In a heartfelt note of thanks, GAP Fellow, Adetayo Bamiduro H’15, told Irene Pritzker “Because of your giving, I was able to connect with partners and investors around the world, which ultimately resulted in more than $7m in funding for Max NG, our motorcycle transportation project in West Africa.”
“The GAP model and the huge success of our first class of GAP Fellows proved that with deliberate audacity you can sometimes dare your dreams into existence!” said Lewis-Gayle. Given the success of the first class of GAP Fellows, Irene Pritzker will welcome the second class of GAP Fellows at the 5th Harambeans Rome Forum at the Vatican in September.
Meet the second cohort of GAP Fellows
Anis Kallel, H’19 from Tunisia is the co-founder of Kaoun. Given that the number of people who have access to credit cards and banking services in general in the developing world is very low, Kaoun has restructured the payments landscape and uses the generated data, consolidated with data mined from social media, to generate a credit score for everybody.

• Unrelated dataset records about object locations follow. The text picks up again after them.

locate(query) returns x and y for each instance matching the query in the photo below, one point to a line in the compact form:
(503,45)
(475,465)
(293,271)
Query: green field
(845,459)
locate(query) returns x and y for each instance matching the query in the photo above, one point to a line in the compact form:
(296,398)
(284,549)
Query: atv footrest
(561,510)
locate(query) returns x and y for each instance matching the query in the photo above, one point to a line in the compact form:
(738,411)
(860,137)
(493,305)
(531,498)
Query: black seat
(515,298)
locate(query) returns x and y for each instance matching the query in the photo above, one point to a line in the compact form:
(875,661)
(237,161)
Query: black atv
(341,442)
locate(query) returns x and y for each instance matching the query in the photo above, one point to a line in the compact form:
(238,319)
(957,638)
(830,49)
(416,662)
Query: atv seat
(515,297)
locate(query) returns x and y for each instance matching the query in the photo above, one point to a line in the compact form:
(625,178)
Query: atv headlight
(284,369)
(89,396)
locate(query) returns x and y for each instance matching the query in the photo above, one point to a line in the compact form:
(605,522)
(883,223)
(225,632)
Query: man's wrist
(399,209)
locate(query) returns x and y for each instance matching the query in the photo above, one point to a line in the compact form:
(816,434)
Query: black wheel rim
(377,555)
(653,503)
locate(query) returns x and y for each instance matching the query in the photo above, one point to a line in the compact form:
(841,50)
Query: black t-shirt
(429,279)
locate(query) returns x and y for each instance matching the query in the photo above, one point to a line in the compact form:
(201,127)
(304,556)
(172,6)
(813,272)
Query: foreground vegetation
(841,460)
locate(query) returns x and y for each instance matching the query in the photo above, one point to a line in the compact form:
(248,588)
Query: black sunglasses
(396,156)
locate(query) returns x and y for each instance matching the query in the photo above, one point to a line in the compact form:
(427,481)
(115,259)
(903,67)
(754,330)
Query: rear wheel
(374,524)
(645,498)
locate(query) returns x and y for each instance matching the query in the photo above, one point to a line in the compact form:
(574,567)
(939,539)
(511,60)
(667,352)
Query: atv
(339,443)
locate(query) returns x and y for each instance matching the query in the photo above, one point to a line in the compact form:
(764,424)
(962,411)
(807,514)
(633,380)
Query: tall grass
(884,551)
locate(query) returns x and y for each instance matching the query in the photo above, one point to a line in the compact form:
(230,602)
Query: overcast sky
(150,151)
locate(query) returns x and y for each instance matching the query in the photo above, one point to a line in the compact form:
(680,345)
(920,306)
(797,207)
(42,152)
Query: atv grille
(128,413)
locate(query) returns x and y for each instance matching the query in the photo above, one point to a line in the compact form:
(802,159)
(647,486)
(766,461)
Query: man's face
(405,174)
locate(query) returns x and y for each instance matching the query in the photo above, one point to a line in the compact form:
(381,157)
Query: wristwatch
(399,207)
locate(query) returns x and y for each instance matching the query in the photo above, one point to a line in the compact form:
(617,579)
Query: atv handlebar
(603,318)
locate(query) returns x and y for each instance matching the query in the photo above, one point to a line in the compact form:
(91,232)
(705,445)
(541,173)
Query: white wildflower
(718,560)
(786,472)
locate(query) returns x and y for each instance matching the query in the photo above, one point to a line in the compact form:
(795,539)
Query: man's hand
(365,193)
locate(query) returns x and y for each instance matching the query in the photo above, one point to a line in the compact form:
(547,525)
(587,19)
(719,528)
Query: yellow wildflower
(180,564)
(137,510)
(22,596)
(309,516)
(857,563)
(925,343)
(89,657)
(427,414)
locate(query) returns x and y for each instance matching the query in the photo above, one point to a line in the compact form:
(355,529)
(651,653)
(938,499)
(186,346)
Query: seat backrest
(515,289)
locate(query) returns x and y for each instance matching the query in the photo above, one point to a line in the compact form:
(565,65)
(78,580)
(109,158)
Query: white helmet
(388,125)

Ikenna Nzewi, H’17 is the co-founder of Releaf Group, an online marketplace that connects buyers and sellers of agribusinesses to trustworthy customers. Just as the name suggests, the American educated Nigerian co-founders seek to relieve and wade off incessant uncertainties amongst players (especially sellers) in the agricultural sector.
Kelechi Ofoegbu, H’19 is the co-founder of Impact Hub Accra, a co-working space located in Accra, Ghana. Its objective is to support inclusive growth in Ghana through the creation of a social innovation ecosystem by developing programs, providing workspace, access to capital and connecting entrepreneurs focused on solutions to regional challenges. Impact Hub Accra aims to build a globally integrated entrepreneurial community that promotes high impact developments in West Africa.
Yasmin Kumi, H’16 from Ghana is the founder of Africa Foresight Group, an African-owned and managed firm that provides locally accessible, world-class insights and advisory services to grow local companies into global champions. Their services include research, strategy development, implementation support and stakeholder engagement.
“We believe that the Harambean model is how the world will change. It won’t be social aid, but rather social enterprise and innovative Harambeans who will provide the solutions. We are privileged to be part of the Alliance and believe that Harambe is poised to become a global leader in exactly how you can change the equation and alter the face of poverty,” said Pritzker.
Keen to become a Harambean?
Each year, the Alliance receives more than 3000 applications for just 30 spots in its next class. “Our competitive selection process enables us to assemble an exceptional cadre of African innovators who want to help build Africa’s future and I am confident that next year will be no different,” says Lewis-Gayle.